Balazs Fabian
Balazs Fabian

Reputation: 251

Firestore offline cache

I'm building an Android application which has to work offline for weeks, but can sync immediately with a remote DB as it goes online.

My question is can Firestore be a good option for this? How long does Firestore keep its offline cache?

Upvotes: 25

Views: 17190

Answers (3)

Frank van Puffelen
Frank van Puffelen

Reputation: 598728

Firestore can be configured to persist data for such disconnected/offline usage. I recommend that you read the enable offline persistence section in the docs, which contains this sample of enabling this feature:

FirebaseFirestoreSettings settings = new FirebaseFirestoreSettings.Builder()
        .setPersistenceEnabled(true)
        .build();
db.setFirestoreSettings(settings);

This persistence is actually enabled by default on Android and iOS, so the call above is not needed.

Your Android code that interact with the database will be the same whether you're connected or not, since the SDK simply works the same. If you want to detect whether data is coming from the cache (and thus potentially stale), read the section Listen to offline data in the docs.

The data in the cache does not expire after a certain amount of time. The only two reasons data is removed from the cache:

  1. The data has been removed from the server, in which case the client will remove it from the disk cache.
  2. The client needs to purge its disk cache to make space for more recent data.

Upvotes: 17

Harsh Patalia
Harsh Patalia

Reputation: 173

EDIT-25/5/2020: Francesco is correct, the docs link given in the comment does clarify that. It seems the cache size has been changed, by default it has been decreased to 40MB.

OLD: The following answer follows the official guide in the following link:

Handling Cache size

FirebaseFirestoreSettings settings = new FirebaseFirestoreSettings.Builder()
    .setCacheSizeBytes(FirebaseFirestoreSettings.CACHE_SIZE_UNLIMITED)
    .build();
db.setFirestoreSettings(settings);

The above code has a flag set for setCacheSize(), which will prevent your cache from being cleared. You can also specify the same in size. If you do not set this by default the size is 100MB.

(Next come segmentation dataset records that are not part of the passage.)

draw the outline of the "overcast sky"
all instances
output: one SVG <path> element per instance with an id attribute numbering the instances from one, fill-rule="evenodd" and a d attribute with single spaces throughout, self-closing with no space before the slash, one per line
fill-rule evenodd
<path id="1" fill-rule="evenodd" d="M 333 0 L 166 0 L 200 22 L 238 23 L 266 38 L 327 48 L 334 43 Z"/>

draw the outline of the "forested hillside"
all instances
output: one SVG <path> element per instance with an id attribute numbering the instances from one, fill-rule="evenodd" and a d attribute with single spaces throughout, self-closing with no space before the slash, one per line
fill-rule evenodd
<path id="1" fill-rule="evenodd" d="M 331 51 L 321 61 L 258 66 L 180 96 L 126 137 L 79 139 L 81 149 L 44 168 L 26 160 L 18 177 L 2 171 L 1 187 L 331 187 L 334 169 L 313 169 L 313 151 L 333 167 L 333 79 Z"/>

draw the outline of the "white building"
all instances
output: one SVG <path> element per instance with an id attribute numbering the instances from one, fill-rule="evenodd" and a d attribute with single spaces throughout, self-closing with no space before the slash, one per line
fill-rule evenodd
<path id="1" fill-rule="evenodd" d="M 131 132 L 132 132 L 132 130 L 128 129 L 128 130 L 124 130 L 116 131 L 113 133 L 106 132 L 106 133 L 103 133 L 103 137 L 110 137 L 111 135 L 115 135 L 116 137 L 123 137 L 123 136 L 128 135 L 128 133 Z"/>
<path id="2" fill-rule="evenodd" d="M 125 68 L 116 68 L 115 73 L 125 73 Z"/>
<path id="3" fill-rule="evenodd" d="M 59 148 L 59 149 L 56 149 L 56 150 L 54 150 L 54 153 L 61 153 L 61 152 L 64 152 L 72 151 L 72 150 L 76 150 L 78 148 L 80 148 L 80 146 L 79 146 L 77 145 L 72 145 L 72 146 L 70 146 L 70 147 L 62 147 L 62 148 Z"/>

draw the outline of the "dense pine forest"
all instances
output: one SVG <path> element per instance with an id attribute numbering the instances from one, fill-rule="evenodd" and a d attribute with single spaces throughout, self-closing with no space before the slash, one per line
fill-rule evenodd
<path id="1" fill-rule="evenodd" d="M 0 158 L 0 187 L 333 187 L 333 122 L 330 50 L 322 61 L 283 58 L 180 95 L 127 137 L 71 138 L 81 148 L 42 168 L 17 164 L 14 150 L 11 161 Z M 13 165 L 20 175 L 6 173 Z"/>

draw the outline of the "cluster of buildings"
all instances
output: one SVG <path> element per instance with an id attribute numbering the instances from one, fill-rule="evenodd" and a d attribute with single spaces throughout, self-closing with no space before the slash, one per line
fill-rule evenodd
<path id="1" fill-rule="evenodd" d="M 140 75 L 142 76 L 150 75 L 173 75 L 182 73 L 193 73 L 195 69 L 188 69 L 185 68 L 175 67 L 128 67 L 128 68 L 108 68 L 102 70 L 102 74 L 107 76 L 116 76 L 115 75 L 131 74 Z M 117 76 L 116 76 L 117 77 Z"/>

As per the guide, there is a method to check if the data you query came from cache or the firestore. Also the moment your device is back online the firestore refreshes the cache, and keeps the data synchronized.

To answer your question, as you have to work with offline data for weeks, i suggest every time the data is fetched to store it in json/xml formats, as storing huge amount of data in cache is not a really good approach when thought of in terms of performance.

I hope i helped you clear some things out.

Upvotes: 3

Sam Stern
Sam Stern

Reputation: 25134

If you listen to data in Cloud Firestore, you will get immediate snapshots of cached data and also updates when your app is able to connect online:

final DocumentReference docRef = db.collection("cities").document("SF");
docRef.addSnapshotListener(new EventListener<DocumentSnapshot>() {
    @Override
    public void onEvent(@Nullable DocumentSnapshot snapshot,
                        @Nullable FirebaseFirestoreException e) {
        if (e != null) {
            Log.w(TAG, "Listen failed.", e);
            return;
        }


        // Determine if the data came from the server or from cache
        String source = snapshot != null && snapshot.getMetadata().hasPendingWrites()
                ? "Local" : "Server";


        // Read the data
        if (snapshot != null && snapshot.exists()) {
            Log.d(TAG, source + " data: " + snapshot.getData());
        } else {
            Log.d(TAG, source + " data: null");
        }
    }
});

Persistence is enabled by default so this behavior does not require any configuration.